Showing 8 changed files with 219 additions and 64 deletions.
diff --git a/README.md b/README.md
@@ -39,14 +39,16 @@ Currently, only Python 3 is supported.
 
 The following dependencies are *required* to install and use `rrcf`:
 
-- [numpy](http://www.numpy.org/)
+- [numpy](http://www.numpy.org/) (>= 1.15)
 
 The following *optional* dependencies are required to run the examples shown in the documentation:
 
-- [pandas](https://pandas.pydata.org/)
-- [scipy](https://www.scipy.org/)
-- [scikit-learn](https://scikit-learn.org/stable/)
-- [matplotlib](https://matplotlib.org/)
+- [pandas](https://pandas.pydata.org/) (>= 0.23)
+- [scipy](https://www.scipy.org/) (>= 1.2)
+- [scikit-learn](https://scikit-learn.org/stable/) (>= 0.20)
+- [matplotlib](https://matplotlib.org/) (>= 3.0)
+
+Listed version numbers have been tested and are known to work (this does not necessarily preclude older versions).
 
 ## Robust random cut trees
 
@@ -234,4 +236,36 @@ for index, point in enumerate(points):
 
 ## Contributing
 
-To contribute, submit a pull request to the `dev` branch.

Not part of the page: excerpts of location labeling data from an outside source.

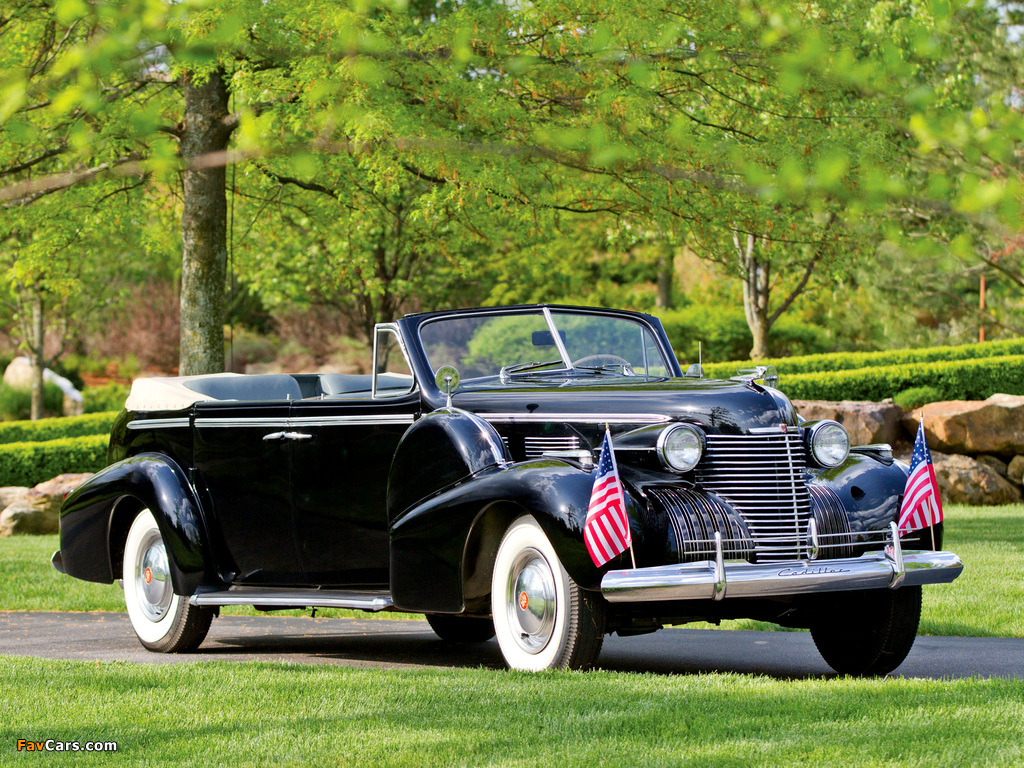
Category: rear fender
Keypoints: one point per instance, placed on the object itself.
(442, 549)
(94, 519)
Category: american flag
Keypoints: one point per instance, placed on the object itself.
(606, 531)
(922, 506)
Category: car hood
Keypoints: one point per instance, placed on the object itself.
(726, 407)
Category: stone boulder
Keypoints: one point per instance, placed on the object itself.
(38, 510)
(964, 480)
(992, 426)
(866, 422)
(1015, 472)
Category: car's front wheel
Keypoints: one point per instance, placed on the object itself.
(542, 617)
(868, 633)
(164, 622)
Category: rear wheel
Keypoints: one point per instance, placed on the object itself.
(542, 617)
(164, 622)
(461, 629)
(868, 633)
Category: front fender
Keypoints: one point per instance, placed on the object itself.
(157, 482)
(430, 542)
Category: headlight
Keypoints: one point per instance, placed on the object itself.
(680, 446)
(829, 443)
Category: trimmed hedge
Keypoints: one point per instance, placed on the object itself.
(851, 360)
(32, 463)
(955, 380)
(52, 429)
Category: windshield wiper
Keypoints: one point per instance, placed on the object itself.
(522, 367)
(625, 369)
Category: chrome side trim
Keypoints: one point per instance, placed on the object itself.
(158, 423)
(306, 421)
(700, 581)
(360, 600)
(371, 419)
(580, 418)
(247, 422)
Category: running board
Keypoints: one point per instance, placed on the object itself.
(297, 598)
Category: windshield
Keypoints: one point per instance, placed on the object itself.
(513, 347)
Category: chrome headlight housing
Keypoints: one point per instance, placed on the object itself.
(680, 446)
(828, 442)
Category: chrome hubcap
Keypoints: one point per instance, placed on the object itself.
(530, 601)
(153, 579)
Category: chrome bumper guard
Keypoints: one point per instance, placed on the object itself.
(718, 579)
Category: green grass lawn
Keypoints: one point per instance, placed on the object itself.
(986, 601)
(272, 714)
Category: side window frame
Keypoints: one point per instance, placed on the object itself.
(379, 331)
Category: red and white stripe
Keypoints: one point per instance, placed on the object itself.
(922, 507)
(606, 532)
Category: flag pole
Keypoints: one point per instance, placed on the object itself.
(614, 466)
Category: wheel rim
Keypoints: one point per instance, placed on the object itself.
(530, 601)
(153, 579)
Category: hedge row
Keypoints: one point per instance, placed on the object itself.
(954, 380)
(851, 360)
(32, 463)
(52, 429)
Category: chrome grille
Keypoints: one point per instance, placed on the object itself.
(693, 519)
(764, 476)
(537, 446)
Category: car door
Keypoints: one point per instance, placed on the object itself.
(243, 469)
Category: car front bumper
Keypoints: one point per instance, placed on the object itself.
(719, 579)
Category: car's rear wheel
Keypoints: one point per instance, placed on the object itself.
(868, 633)
(542, 617)
(461, 629)
(164, 622)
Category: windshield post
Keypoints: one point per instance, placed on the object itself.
(562, 351)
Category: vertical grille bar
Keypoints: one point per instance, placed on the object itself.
(764, 476)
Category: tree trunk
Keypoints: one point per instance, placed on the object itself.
(36, 341)
(757, 291)
(204, 227)
(666, 269)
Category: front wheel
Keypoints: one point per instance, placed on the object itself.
(542, 617)
(868, 633)
(164, 622)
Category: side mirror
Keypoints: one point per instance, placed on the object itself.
(448, 381)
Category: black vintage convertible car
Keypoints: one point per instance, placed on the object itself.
(455, 481)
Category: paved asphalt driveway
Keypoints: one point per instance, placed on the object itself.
(394, 643)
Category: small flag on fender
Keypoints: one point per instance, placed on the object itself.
(922, 506)
(606, 531)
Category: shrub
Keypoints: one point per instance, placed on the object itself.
(852, 360)
(15, 403)
(724, 335)
(32, 463)
(107, 397)
(52, 429)
(916, 396)
(953, 380)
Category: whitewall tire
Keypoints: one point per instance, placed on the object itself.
(164, 622)
(543, 620)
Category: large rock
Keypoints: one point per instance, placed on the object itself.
(866, 422)
(964, 480)
(1015, 472)
(39, 509)
(992, 426)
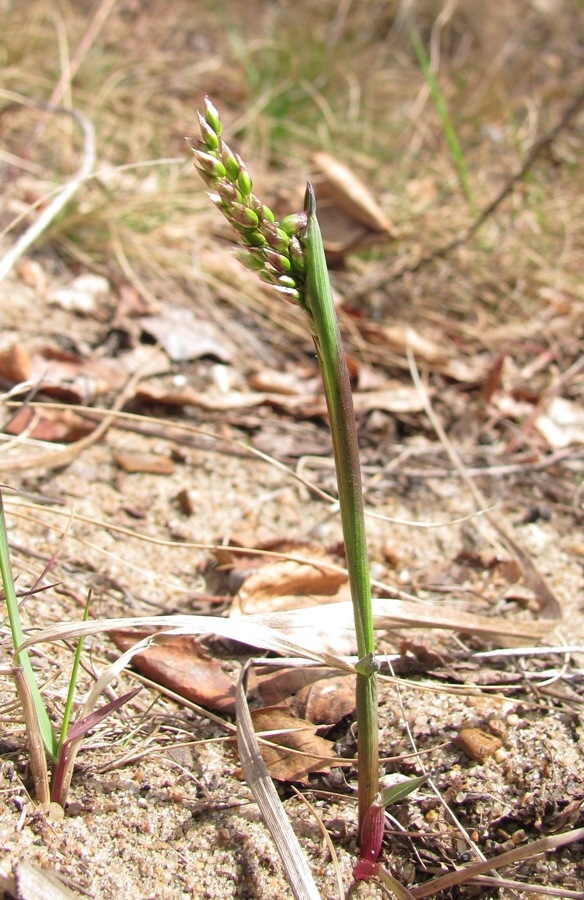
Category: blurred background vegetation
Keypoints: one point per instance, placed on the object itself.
(292, 78)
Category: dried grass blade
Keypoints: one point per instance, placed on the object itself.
(544, 845)
(250, 630)
(261, 785)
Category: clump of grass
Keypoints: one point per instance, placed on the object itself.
(42, 738)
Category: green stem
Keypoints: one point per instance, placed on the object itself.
(22, 658)
(319, 307)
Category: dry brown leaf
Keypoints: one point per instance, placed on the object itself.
(15, 364)
(561, 423)
(288, 383)
(185, 337)
(150, 392)
(283, 579)
(395, 398)
(351, 195)
(297, 734)
(144, 462)
(57, 426)
(401, 337)
(185, 667)
(315, 694)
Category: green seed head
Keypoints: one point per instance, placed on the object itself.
(210, 164)
(276, 238)
(208, 136)
(251, 259)
(294, 223)
(243, 215)
(280, 262)
(243, 179)
(212, 117)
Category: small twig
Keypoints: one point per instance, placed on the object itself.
(62, 198)
(54, 459)
(72, 68)
(548, 604)
(380, 279)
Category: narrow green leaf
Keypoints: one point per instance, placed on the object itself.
(397, 792)
(22, 657)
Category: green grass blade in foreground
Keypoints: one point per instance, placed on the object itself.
(22, 657)
(320, 309)
(73, 681)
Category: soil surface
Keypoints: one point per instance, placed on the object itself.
(220, 448)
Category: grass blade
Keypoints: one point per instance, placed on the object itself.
(21, 656)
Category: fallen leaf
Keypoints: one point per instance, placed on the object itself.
(313, 693)
(15, 364)
(84, 295)
(57, 426)
(187, 396)
(144, 462)
(292, 734)
(561, 423)
(280, 583)
(184, 337)
(351, 195)
(184, 666)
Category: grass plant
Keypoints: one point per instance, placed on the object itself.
(289, 254)
(42, 739)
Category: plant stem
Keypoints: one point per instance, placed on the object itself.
(319, 307)
(22, 657)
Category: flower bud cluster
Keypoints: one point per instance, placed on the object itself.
(272, 248)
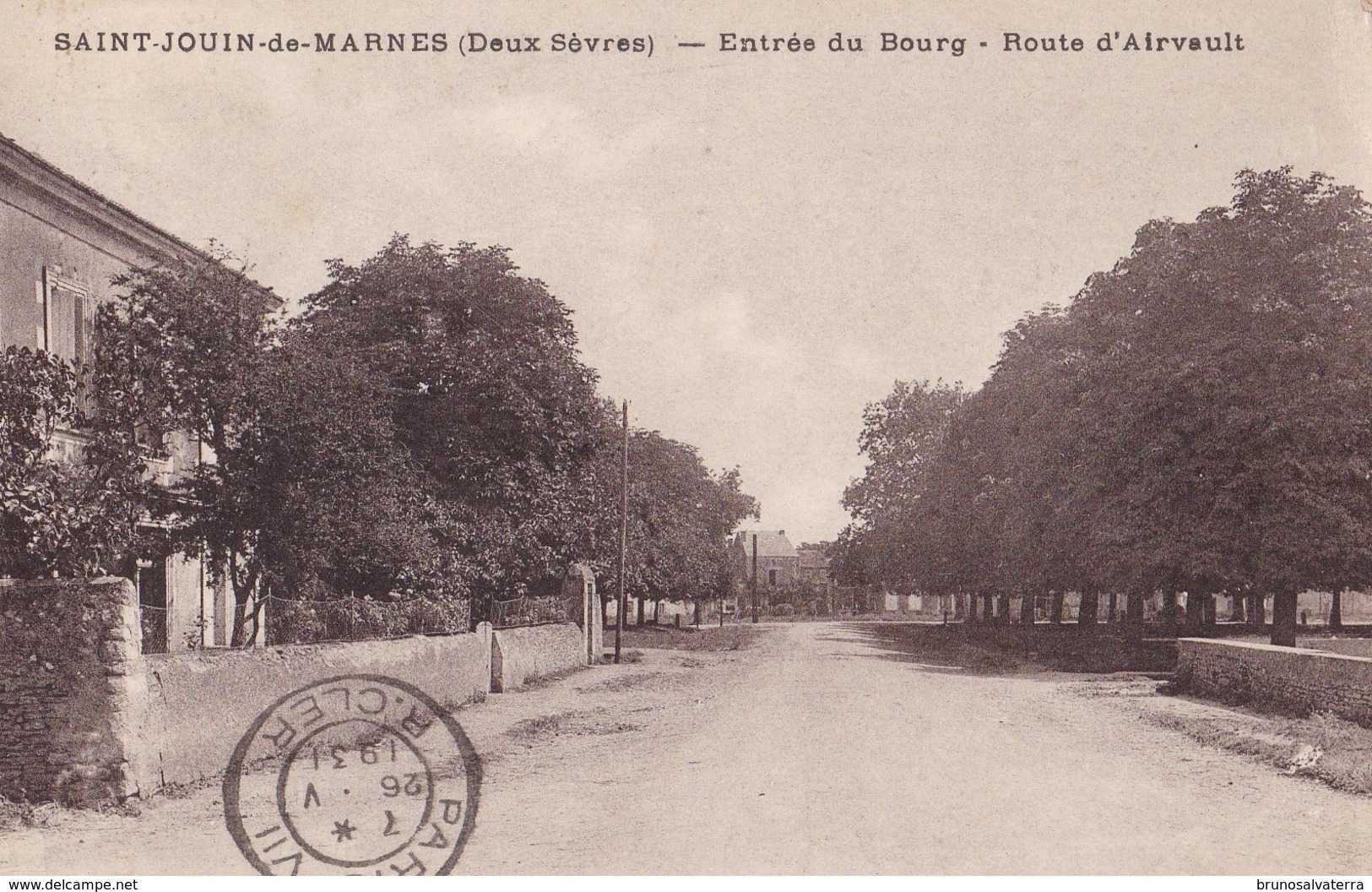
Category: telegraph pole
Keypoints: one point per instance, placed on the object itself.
(755, 577)
(623, 537)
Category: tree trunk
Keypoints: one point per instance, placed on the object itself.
(1088, 614)
(1196, 610)
(1134, 614)
(1283, 617)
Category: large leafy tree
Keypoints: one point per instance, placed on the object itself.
(1196, 420)
(490, 398)
(303, 489)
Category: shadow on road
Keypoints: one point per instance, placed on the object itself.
(999, 652)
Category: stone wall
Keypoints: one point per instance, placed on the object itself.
(70, 681)
(199, 703)
(522, 655)
(1291, 679)
(85, 716)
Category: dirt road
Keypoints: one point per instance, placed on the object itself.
(819, 749)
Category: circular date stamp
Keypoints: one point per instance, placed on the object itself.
(355, 775)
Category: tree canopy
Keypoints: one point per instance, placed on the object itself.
(1196, 420)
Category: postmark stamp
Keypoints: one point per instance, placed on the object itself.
(355, 775)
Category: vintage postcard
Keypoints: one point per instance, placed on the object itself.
(711, 438)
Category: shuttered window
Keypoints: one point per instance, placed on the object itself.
(66, 318)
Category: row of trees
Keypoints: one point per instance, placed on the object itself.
(1198, 419)
(424, 427)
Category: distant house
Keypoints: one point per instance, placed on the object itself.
(59, 244)
(814, 567)
(778, 564)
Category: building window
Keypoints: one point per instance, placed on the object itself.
(66, 325)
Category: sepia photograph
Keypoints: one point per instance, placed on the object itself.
(779, 438)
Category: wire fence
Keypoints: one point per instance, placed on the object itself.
(291, 621)
(361, 619)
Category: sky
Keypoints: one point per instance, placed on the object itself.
(753, 246)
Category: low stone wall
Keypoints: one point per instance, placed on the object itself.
(199, 703)
(69, 687)
(522, 655)
(85, 716)
(1291, 679)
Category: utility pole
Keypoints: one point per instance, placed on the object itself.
(755, 577)
(623, 537)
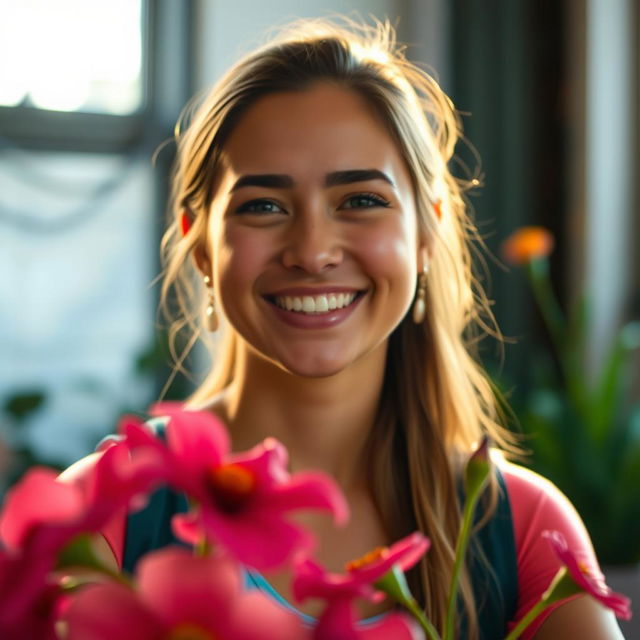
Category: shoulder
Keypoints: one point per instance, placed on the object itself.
(538, 505)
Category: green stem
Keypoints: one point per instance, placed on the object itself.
(419, 615)
(538, 274)
(461, 548)
(532, 614)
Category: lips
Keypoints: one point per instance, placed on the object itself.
(321, 303)
(314, 308)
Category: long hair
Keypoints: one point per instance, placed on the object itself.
(436, 401)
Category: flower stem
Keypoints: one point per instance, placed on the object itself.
(461, 548)
(531, 615)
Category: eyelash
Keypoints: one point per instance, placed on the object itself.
(377, 201)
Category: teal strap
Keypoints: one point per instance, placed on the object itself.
(492, 563)
(150, 527)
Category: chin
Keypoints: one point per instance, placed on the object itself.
(315, 369)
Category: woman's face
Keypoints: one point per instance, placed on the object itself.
(313, 242)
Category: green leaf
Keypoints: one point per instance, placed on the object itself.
(609, 389)
(21, 405)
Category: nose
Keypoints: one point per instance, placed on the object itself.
(312, 244)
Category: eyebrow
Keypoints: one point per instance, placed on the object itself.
(283, 181)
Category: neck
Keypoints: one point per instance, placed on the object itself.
(324, 422)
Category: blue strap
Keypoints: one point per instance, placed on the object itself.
(150, 527)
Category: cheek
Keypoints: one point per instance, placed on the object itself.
(390, 256)
(240, 257)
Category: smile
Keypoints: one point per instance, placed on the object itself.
(322, 303)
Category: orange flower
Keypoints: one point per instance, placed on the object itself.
(526, 244)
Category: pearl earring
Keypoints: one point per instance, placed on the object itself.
(419, 306)
(211, 313)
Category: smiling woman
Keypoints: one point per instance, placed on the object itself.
(314, 201)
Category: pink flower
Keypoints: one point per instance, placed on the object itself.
(180, 596)
(28, 598)
(41, 516)
(586, 579)
(338, 622)
(239, 497)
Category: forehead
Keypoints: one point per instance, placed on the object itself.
(309, 133)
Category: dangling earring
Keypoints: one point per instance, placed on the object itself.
(212, 314)
(419, 306)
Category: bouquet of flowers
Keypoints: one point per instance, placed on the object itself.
(55, 586)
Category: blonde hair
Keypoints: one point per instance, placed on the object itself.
(436, 402)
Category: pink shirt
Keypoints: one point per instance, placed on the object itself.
(536, 505)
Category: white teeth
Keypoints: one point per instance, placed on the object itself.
(316, 304)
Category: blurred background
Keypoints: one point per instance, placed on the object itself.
(549, 91)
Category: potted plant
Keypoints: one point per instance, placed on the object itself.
(583, 431)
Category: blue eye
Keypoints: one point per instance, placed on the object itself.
(364, 201)
(259, 206)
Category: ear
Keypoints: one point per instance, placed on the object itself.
(200, 255)
(424, 251)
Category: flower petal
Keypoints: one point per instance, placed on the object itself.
(38, 498)
(197, 436)
(311, 490)
(178, 586)
(108, 611)
(587, 578)
(392, 625)
(244, 537)
(405, 553)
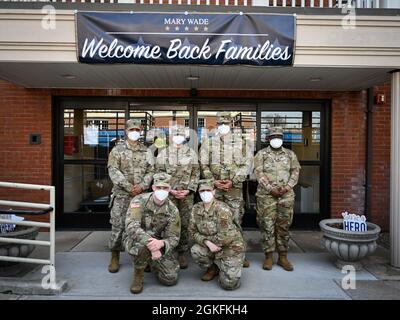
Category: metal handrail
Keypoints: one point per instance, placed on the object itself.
(47, 208)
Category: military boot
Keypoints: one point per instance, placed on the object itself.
(183, 263)
(211, 272)
(268, 261)
(137, 283)
(284, 262)
(246, 263)
(114, 264)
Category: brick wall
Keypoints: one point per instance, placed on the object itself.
(28, 110)
(380, 193)
(24, 111)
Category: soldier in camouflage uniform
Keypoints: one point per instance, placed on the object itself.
(130, 169)
(153, 229)
(226, 159)
(219, 244)
(181, 162)
(277, 170)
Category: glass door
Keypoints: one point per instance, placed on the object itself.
(304, 127)
(157, 118)
(88, 136)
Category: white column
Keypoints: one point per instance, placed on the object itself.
(395, 174)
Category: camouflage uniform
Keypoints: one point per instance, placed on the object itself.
(217, 225)
(145, 220)
(274, 215)
(227, 158)
(128, 165)
(182, 164)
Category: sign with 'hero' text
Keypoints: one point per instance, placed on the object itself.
(185, 38)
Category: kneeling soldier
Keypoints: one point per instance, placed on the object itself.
(219, 244)
(153, 230)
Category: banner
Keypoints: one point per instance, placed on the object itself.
(185, 38)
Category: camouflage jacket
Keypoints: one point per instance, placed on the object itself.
(129, 165)
(145, 220)
(217, 226)
(280, 167)
(227, 158)
(182, 164)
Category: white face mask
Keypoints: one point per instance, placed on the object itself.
(276, 143)
(134, 135)
(161, 194)
(178, 139)
(206, 196)
(224, 129)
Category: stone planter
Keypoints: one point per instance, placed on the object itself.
(18, 250)
(350, 247)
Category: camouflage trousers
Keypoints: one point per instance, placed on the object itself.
(234, 199)
(120, 204)
(230, 267)
(185, 208)
(274, 217)
(165, 269)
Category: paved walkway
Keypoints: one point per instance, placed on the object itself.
(82, 259)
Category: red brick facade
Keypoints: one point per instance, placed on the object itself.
(24, 111)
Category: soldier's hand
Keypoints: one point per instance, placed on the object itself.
(155, 255)
(285, 190)
(181, 194)
(263, 181)
(276, 192)
(136, 190)
(213, 247)
(218, 184)
(154, 244)
(227, 185)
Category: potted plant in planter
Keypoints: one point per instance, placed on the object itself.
(16, 249)
(350, 239)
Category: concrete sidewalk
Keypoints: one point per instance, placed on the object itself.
(82, 260)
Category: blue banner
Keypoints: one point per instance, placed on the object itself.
(185, 38)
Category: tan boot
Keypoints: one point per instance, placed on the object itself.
(211, 272)
(183, 263)
(137, 283)
(284, 262)
(268, 261)
(114, 264)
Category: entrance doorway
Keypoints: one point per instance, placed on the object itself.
(87, 129)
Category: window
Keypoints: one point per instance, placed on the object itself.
(201, 122)
(102, 124)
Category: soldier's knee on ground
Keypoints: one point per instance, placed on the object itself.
(229, 283)
(168, 280)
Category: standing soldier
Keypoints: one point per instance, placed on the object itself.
(219, 244)
(277, 170)
(153, 229)
(181, 162)
(130, 169)
(225, 159)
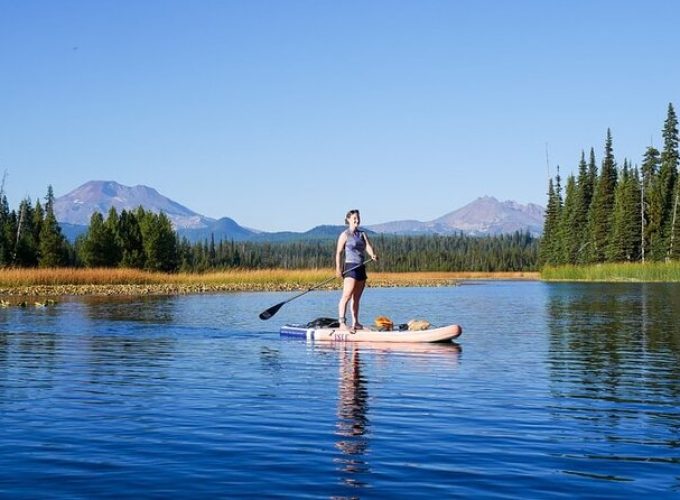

+We welcome contributions to the `rrcf` repo. To contribute, submit a [pull request](https://help.github.com/en/articles/about-pull-requests) to the `dev` branch.
+
+#### Types of contributions
+
+Some suggested types of contributions include:
+
+- Bug fixes
+- Documentation improvements
+- Performance enhancements
+- Extensions to the algorithm
+
+Check the issue tracker for any specific issues that need help. If you encounter a problem using `rrcf`, or have an idea for an extension, feel free to raise an issue.
+
+#### Guidelines for contributors
+
+Please consider the following guidelines when contributing to the codebase:
+
+- Ensure that any new methods, functions or classes include docstrings. Docstrings should include a description of the code, as well as descriptions of the inputs (arguments) and outputs (returns). Providing an example use case is recommended (see existing methods for examples).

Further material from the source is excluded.